问题在于它本质上是不稳定的，因为各部分没有同步。这段代码中的数据流是这样的：

1
    Main Thread          IO Queue            Concurrent Queue
2

3
    find paths  ------>  read  ----------->  process
4
                                             ...
5
                         write <-----------  process

现在想象一台机器，其硬盘读取文件的速度快于 CPU 的处理速度。这并不难想象：尽管 CPU 速度更快，但它也在执行更多的工作。从硬盘读取的数据开始在队列中堆积。这些数据会占用内存，如果你有很多大图片，可能会占用相当可观的内存。

然后，你的物理内存耗尽并开始交换。

这可能会导致另一个像第一个例子那样的失控的反馈循环（runaway feedback loop）。如果有任何原因导致工作线程（worker thread）阻塞，GCD 会派遣新的线程，而新线程会立即尝试分配大量内存并因持续的内存压力而阻塞。GCD 会派遣更多的任务，造成更大的内存压力，于是你又回到了交换的地狱循环中。

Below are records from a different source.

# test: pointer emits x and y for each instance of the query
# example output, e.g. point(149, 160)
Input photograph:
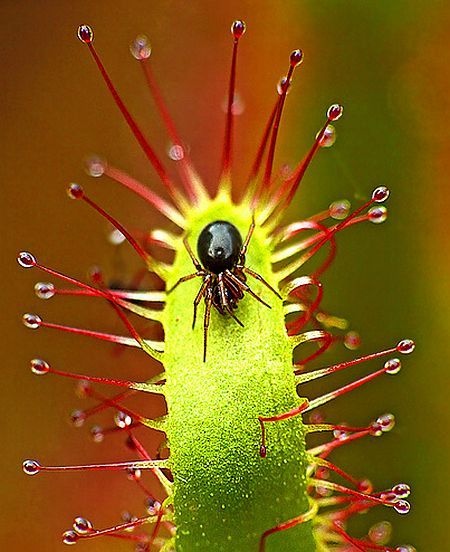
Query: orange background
point(385, 61)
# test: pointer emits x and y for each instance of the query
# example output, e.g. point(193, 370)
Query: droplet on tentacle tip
point(97, 434)
point(296, 58)
point(122, 420)
point(70, 537)
point(44, 290)
point(176, 152)
point(26, 259)
point(31, 467)
point(39, 367)
point(238, 28)
point(115, 237)
point(140, 48)
point(95, 166)
point(380, 194)
point(32, 321)
point(340, 209)
point(335, 112)
point(406, 346)
point(393, 366)
point(402, 507)
point(82, 526)
point(384, 423)
point(85, 34)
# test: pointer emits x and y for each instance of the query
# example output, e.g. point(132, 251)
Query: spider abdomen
point(218, 246)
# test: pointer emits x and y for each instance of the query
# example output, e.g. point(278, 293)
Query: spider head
point(219, 246)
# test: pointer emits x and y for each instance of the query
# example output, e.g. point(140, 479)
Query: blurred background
point(386, 62)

这个反馈有趣的地方在于，与第一次 GCD 尝试不同，它在一定程度上是自我调节的。随着 IO 竞争飙升至顶峰，IO 队列将会停滞，直到情况恢复理智之前不会取得任何显著进展。一旦恢复，你就会回到低内存使用率和良好吞吐量的状态，直到缓冲数据再次积累过多。

最终结果是程序在流畅运行和陷入卡顿之间交替进行。

需要注意的是，即使磁盘速度较慢，同样的问题仍可能出现，因为缩略图数据仍会在运行后期被缓冲，但由于数据量小得多，严重程度可能会大为减轻。

彻底解决问题
由于上次尝试的问题在于不同操作阶段之间缺乏同步，我们需要让它们同步化。最简单的方法是使用「信号量（semaphore）」来限制任何时刻同时进行的任务数量。

但还有一个问题：我们应该允许多少任务同时进行？

显然，这个数字应随系统 CPU 核心数调整，因为我们希望充分利用可用资源。但简单地限制为 CPU 核心数并非良策，因为每个任务的大量时间都消耗在 IO 操作上。同时并行数也不能设置过高，否则会导致内存耗尽。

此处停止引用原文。